The California bill is curiously silent on this all-important point, but it is unclear whether consent has to be verbal. But how explicit must it be? The only clarity concerns the inability of people who are asleep or passed out to give consent: nobody will quibble that a girl passed out in a drunken heap can’t. But alcohol consumption is also widely regarded as an impediment to consent.
“If sexual intimacy under the influence of alcohol is by definition assault, then a significant percentage of sexual intercourse throughout the world and down the ages qualifies as crime,” scholar Christina Hoff Sommers said at the Independent Women’s Forum summer panel on the “rape culture” on campus. And what if both parties are under the influence? Perhaps two people are guilty of making a bad decision, but only one – the young man – should be punished? That’s not fair.

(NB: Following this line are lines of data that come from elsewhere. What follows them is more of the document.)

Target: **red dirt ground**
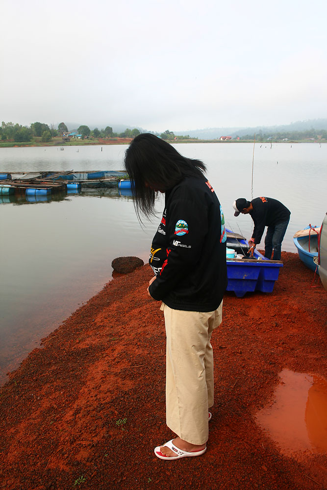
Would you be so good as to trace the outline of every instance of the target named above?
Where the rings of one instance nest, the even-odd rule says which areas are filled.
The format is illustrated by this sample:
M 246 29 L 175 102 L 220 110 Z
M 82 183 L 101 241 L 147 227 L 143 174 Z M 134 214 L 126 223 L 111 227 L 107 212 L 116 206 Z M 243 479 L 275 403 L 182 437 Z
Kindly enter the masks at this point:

California may be the pioneer in this level of bureaucratizing sex, but this bill is part of a nationwide effort to make it easier to find someone accused of sexual assault guilty. Indeed, both this bill and another one on the federal level, sponsored by Senator Claire McCaskill (D., Mo.) use the word “victim” to refer to the accuser prematurely—under traditional judicial practices, one only becomes legally a victim after the crime is proved. Until then, you are the complainant or the plaintiff.
McCaskill’s Campus Accountability and Safety Act (CASA), may have the laudable goal of making campuses safer for women, but it is a civil rights nightmare. There are no provisions to bring law enforcement into the picture, and these serious, life-changing allegations are considered by college tribunals (as is the case in California).
Stuart Taylor noted on the IWF “rape culture” panel that “perhaps most colleges care more about their narrow self-interest than about doing justice or finding the truth.” In the past, that might have meant covering up rape statistics. But no longer. “The Obama administration and many colleges have adopted a de facto presumption of male guilt in a crusade to railroad the accused, including many young men who have been wrongly accused by non-victims of rape,” Taylor added.
College disciplinary committees hearing sexual assault cases now operate on a “preponderance of evidence standard” rather than according the accused due process, a cornerstone of our legal system. This California bill seeks to do something else injurious to legal safeguards of the accused: turn acts that were not intended and viewed at the time as sexual assault into rape. I’d say this was a subliminal puritan plot to eliminate campus sex, except that it won’t.
The watering-down of the definition of sexual assault is most harmful to genuine assault victims. With ambiguous standards that invite false accusations, this effort to fight back against the “rape culture” actually takes away from the horrendous nature of these crimes. Rather than broadening the activities that qualify as assault, our colleges should be focused on maintaining safety on campus and turning perpetrators in to law enforcement. If someone is truly a rapist, expulsion from school is not punishment enough!
In none of these bills or discussions is attention paid to the two institutions that should be dealing with serious sexual accusations: the police and the courts, where these matters can best be adjudicated.
We do need to consider ways to reduce sexual assault and even discourage the kind of casual sex that can result in broken hearts and, worse, feelings of having been used and abused. Yet the solution surely isn’t to apply the worst of government micromanaging to the bedroom and embrace an explicit bias against young men. This would surely create far more confusion and problems than it would solve, and isn’t privacy something that liberals as well as conservatives are supposed to value?